Du domaine des Murmures
Après une longue pause forcée, la lecture est de retour dans ce salon. Si je trouve encore le temps de me plonger dans les livres, notamment à la faveur des voyages en transports en commun, ces dernières semaines ont été peu propices pour l'activité bloguesque. Pour cette reprise, j'ai choisi un coup de cœur, le dernier roman de Carole Martinez.
Dans les replis du comté de Bourgogne, en ce XIIe siècle finissant, se tient le domaine des Murmures. Le château se dresse sur les rives de la Loue et abrite en son sein la cellule d'Esclarmonde. Fille du maître des lieux, elle a choisi, pour échapper à l'hymen qu'on lui imposait, de vivre en recluse, liée au monde extérieur par une fenestrelle. Elle n'a qu'un souhait, celui de vouer son existence à la religion. Mais c'était sans compter les réactions passionnées de son entourage et une naissance pour le moins inattendue. Loin de pouvoir se replier sur une vie intérieure, Esclarmonde se trouve exposée à l'attention de tous, jetée malgré elle sur les chemins de la troisième croisade.
Plusieurs semaines après l'avoir refermé, ce roman continue d'occuper mon esprit (ce qui est fort commode pour rédiger ce billet). L'intrigue et ses personnages, autant que les impressions qui s'en dégagent, demeurent d'une clarté propre aux seuls coups de cœur. Et, comme souvent dans ce cas de figure, il est difficile d'expliquer quels détails, quels passages ont particulièrement plu. Il est bien plus aisé d'argumenter une critique négative, que de construire une louange.
Pour inviter à la lecture de cette pépite, il est indispensable d'évoquer l'atmosphère dans laquelle baigne le roman. Le choix de l'héroïne laisse une large place à la religion, présentée sous un jour plus spirituel que clérical. Les premiers jours de réclusion, comme l'évocation de la croisade, associent expérience mystique et souffrance physique. Le corps et l'esprit restent indissociables, évoqués avec une même poésie. Le ton et le style rappellent une littérature courtoise, d'où cependant candeur et mièvrerie seraient absentes. L'amour et le sacrifice sont ceux d'une mère qui a renoncé à son chevalier, devenu preux trop tardivement. Une place est par ailleurs réservée aux superstitions qui peuplent les récits médiévaux.

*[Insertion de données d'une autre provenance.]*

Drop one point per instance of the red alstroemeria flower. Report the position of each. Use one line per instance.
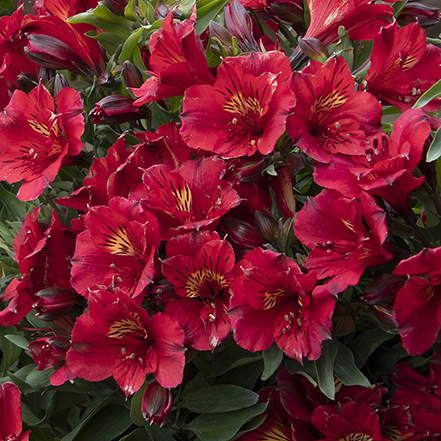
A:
(10, 414)
(190, 197)
(349, 421)
(403, 67)
(420, 396)
(200, 267)
(121, 170)
(246, 109)
(117, 338)
(117, 249)
(273, 301)
(43, 255)
(341, 246)
(50, 352)
(36, 141)
(12, 43)
(418, 303)
(362, 19)
(177, 59)
(385, 168)
(329, 117)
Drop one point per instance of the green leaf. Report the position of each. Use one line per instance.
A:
(272, 358)
(429, 95)
(307, 369)
(106, 425)
(366, 343)
(345, 369)
(39, 379)
(103, 18)
(110, 40)
(325, 368)
(219, 399)
(206, 11)
(10, 351)
(17, 209)
(130, 50)
(434, 151)
(18, 340)
(158, 434)
(223, 426)
(95, 406)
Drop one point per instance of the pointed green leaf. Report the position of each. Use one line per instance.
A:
(434, 151)
(429, 95)
(207, 11)
(272, 358)
(325, 368)
(223, 426)
(158, 434)
(219, 399)
(345, 369)
(10, 351)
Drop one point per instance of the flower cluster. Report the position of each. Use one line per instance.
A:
(230, 226)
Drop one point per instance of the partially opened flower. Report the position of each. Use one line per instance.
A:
(273, 301)
(200, 267)
(117, 338)
(246, 109)
(345, 236)
(329, 117)
(117, 249)
(417, 303)
(10, 414)
(192, 196)
(177, 60)
(37, 139)
(403, 66)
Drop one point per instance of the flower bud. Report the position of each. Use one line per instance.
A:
(26, 82)
(238, 21)
(314, 49)
(106, 79)
(55, 303)
(117, 109)
(156, 403)
(425, 15)
(268, 226)
(49, 352)
(383, 289)
(116, 6)
(242, 233)
(226, 45)
(132, 75)
(290, 11)
(52, 53)
(56, 84)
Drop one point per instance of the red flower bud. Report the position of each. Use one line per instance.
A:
(383, 289)
(425, 15)
(314, 49)
(156, 403)
(55, 303)
(49, 352)
(290, 11)
(238, 21)
(117, 109)
(132, 75)
(242, 233)
(116, 6)
(50, 52)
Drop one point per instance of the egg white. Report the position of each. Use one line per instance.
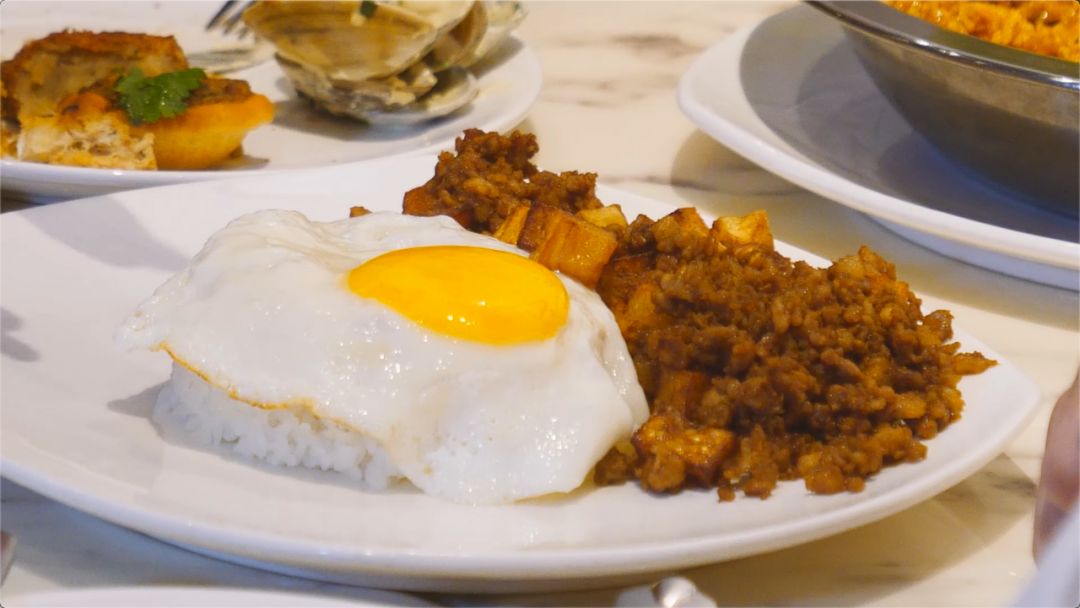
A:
(262, 311)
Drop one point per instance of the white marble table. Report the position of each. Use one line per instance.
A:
(608, 105)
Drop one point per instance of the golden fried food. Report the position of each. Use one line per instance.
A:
(49, 69)
(91, 130)
(62, 105)
(489, 186)
(218, 117)
(757, 368)
(1048, 28)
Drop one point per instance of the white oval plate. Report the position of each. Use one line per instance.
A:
(299, 136)
(189, 596)
(788, 94)
(76, 424)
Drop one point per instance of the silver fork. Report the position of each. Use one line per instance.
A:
(240, 48)
(229, 16)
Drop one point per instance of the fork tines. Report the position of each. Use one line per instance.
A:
(228, 17)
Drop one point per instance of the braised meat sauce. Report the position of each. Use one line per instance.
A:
(757, 368)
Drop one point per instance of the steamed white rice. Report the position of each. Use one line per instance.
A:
(188, 408)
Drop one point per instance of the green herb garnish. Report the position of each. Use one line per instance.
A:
(150, 99)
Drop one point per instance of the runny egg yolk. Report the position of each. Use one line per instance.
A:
(468, 293)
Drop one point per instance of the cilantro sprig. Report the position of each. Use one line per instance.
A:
(149, 99)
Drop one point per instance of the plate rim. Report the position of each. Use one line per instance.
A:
(793, 166)
(61, 481)
(91, 181)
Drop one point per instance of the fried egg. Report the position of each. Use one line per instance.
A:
(485, 377)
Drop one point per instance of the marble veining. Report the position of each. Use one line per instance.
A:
(608, 106)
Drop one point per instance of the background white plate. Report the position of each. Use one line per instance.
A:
(75, 423)
(788, 94)
(299, 135)
(189, 597)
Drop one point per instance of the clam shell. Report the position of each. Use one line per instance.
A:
(336, 39)
(502, 18)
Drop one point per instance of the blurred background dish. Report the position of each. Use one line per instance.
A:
(1011, 116)
(790, 94)
(300, 136)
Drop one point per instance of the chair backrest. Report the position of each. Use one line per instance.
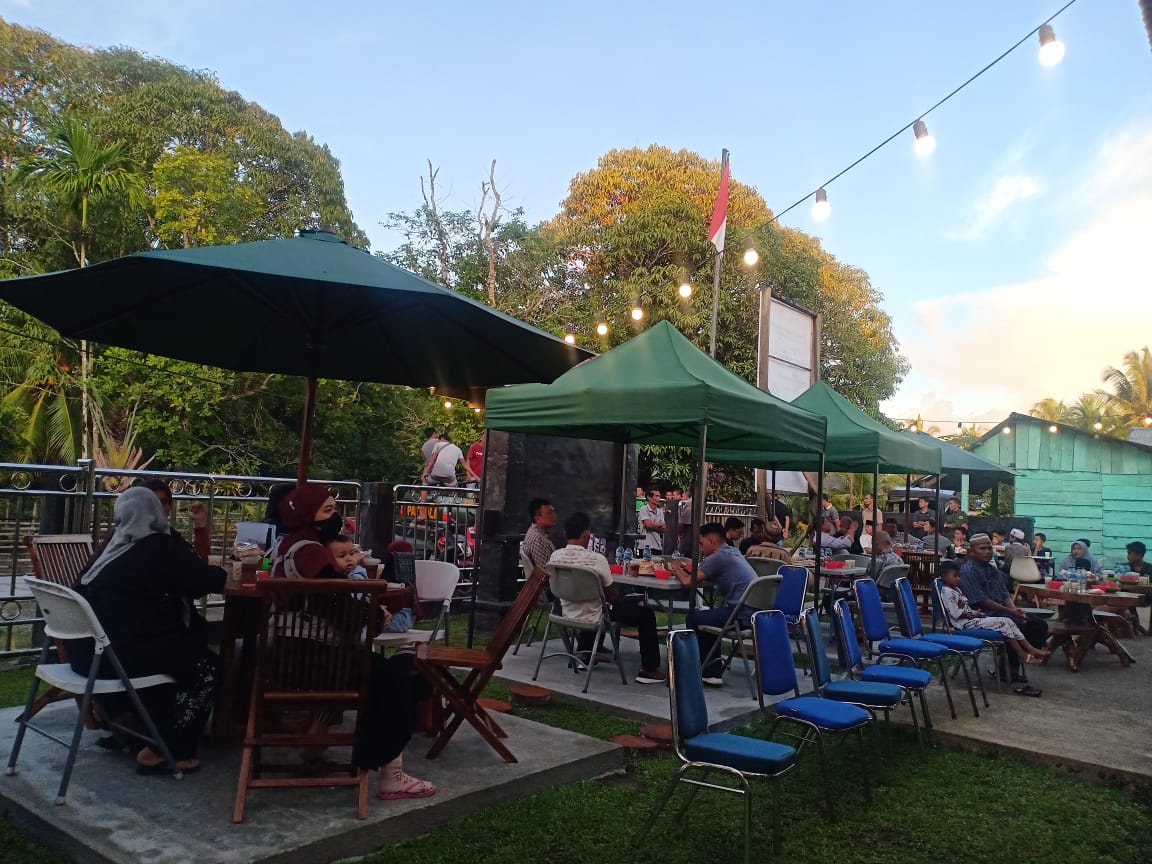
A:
(821, 672)
(311, 635)
(514, 619)
(67, 615)
(1024, 569)
(762, 593)
(793, 586)
(868, 601)
(889, 574)
(774, 671)
(59, 558)
(575, 583)
(404, 568)
(908, 614)
(436, 580)
(766, 566)
(844, 628)
(686, 689)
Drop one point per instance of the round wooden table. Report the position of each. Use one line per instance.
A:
(1078, 629)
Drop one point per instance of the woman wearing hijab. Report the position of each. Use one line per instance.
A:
(1081, 559)
(309, 514)
(141, 588)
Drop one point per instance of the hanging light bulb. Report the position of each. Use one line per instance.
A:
(820, 206)
(924, 141)
(1052, 50)
(751, 257)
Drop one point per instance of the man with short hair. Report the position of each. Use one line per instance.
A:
(651, 522)
(984, 586)
(729, 571)
(624, 611)
(921, 517)
(537, 545)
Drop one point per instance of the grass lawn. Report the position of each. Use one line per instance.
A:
(927, 805)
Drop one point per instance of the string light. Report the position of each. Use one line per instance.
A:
(924, 141)
(820, 206)
(1052, 50)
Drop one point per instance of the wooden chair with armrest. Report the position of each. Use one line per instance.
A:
(311, 654)
(58, 559)
(462, 696)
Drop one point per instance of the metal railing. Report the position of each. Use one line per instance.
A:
(80, 499)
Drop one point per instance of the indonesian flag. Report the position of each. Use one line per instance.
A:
(720, 212)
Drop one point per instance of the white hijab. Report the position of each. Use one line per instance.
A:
(136, 515)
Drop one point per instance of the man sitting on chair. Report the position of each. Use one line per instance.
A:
(729, 571)
(626, 611)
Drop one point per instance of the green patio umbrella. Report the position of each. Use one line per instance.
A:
(310, 305)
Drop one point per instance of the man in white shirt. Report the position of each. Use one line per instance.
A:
(651, 522)
(624, 611)
(440, 469)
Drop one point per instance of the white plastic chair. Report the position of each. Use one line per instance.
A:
(436, 582)
(67, 615)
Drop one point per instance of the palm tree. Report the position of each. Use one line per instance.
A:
(1051, 410)
(75, 168)
(1131, 387)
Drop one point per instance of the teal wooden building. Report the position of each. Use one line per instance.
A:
(1076, 484)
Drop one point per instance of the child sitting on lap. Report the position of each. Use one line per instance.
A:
(963, 616)
(348, 556)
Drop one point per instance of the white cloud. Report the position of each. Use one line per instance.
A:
(987, 211)
(1054, 334)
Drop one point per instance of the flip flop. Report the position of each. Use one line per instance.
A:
(414, 789)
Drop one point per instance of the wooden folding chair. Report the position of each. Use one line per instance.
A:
(58, 559)
(436, 664)
(311, 654)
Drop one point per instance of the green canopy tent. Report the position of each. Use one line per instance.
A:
(310, 305)
(660, 388)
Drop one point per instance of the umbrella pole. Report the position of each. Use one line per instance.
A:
(702, 485)
(305, 436)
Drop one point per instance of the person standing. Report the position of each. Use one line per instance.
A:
(630, 612)
(651, 522)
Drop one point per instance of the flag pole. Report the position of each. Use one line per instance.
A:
(717, 230)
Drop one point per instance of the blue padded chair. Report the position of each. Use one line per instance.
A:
(790, 599)
(908, 679)
(876, 629)
(777, 675)
(993, 639)
(870, 695)
(704, 752)
(962, 648)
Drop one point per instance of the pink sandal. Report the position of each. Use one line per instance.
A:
(412, 788)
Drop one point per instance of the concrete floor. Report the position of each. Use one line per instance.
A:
(114, 816)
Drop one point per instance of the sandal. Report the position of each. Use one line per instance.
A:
(412, 788)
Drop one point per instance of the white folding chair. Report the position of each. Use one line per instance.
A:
(436, 582)
(67, 615)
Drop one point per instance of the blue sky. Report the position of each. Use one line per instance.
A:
(1012, 260)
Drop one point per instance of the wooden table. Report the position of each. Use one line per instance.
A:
(241, 621)
(1078, 630)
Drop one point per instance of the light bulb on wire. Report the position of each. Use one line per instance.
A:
(820, 206)
(1052, 50)
(924, 141)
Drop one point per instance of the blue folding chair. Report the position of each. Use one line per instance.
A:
(962, 648)
(993, 639)
(870, 695)
(907, 677)
(704, 752)
(876, 629)
(777, 675)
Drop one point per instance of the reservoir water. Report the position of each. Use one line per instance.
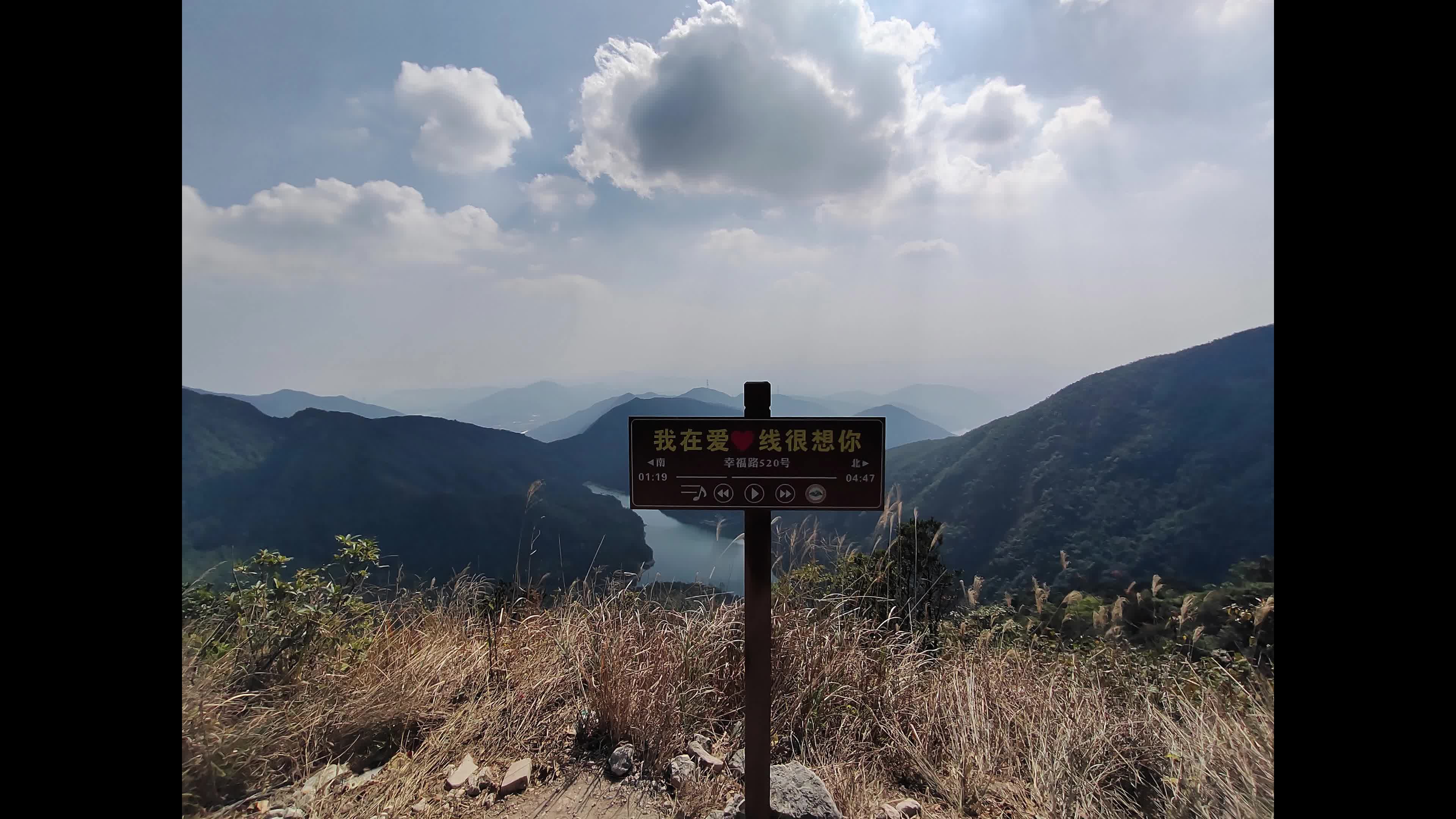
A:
(686, 553)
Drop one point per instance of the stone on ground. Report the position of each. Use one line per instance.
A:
(481, 781)
(622, 760)
(518, 777)
(462, 773)
(704, 758)
(317, 783)
(357, 781)
(681, 772)
(794, 793)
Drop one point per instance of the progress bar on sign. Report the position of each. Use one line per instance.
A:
(797, 477)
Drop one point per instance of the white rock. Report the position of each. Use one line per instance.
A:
(736, 763)
(704, 758)
(794, 793)
(362, 779)
(462, 773)
(682, 772)
(518, 777)
(622, 760)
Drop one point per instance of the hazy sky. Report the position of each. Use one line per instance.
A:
(829, 195)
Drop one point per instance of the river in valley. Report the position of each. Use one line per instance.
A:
(686, 553)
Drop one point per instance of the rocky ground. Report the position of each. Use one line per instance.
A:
(613, 789)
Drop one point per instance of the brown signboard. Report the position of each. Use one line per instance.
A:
(828, 464)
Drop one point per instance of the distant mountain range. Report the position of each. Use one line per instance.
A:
(601, 452)
(289, 401)
(437, 401)
(579, 422)
(439, 494)
(1164, 465)
(951, 407)
(902, 428)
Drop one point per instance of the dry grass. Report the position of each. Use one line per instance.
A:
(977, 729)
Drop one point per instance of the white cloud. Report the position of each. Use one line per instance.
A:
(817, 101)
(554, 195)
(996, 113)
(329, 228)
(927, 248)
(1229, 14)
(749, 245)
(469, 124)
(801, 282)
(560, 286)
(350, 138)
(785, 98)
(1076, 120)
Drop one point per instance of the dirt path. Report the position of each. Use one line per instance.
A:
(582, 795)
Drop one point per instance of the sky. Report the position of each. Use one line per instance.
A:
(826, 195)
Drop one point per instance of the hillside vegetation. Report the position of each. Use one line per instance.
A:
(1154, 704)
(1164, 465)
(443, 494)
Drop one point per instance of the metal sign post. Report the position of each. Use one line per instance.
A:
(758, 634)
(758, 464)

J'ai, de loin, préféré cette œuvre de Carole Martinez au Cœur cousu, qui ne m'avait qu'à moitié plu. La toile de fond historique et la tonalité du récit ont davantage su me charmer. Mille mercis à Mélanie qui, après m'avoir fait couiner devant mes collègues en proposant de me prêter ce roman, m'a fait passer un magnifique moment de lecture.
Du domaine des Murmures, Carole Martinez, 2011.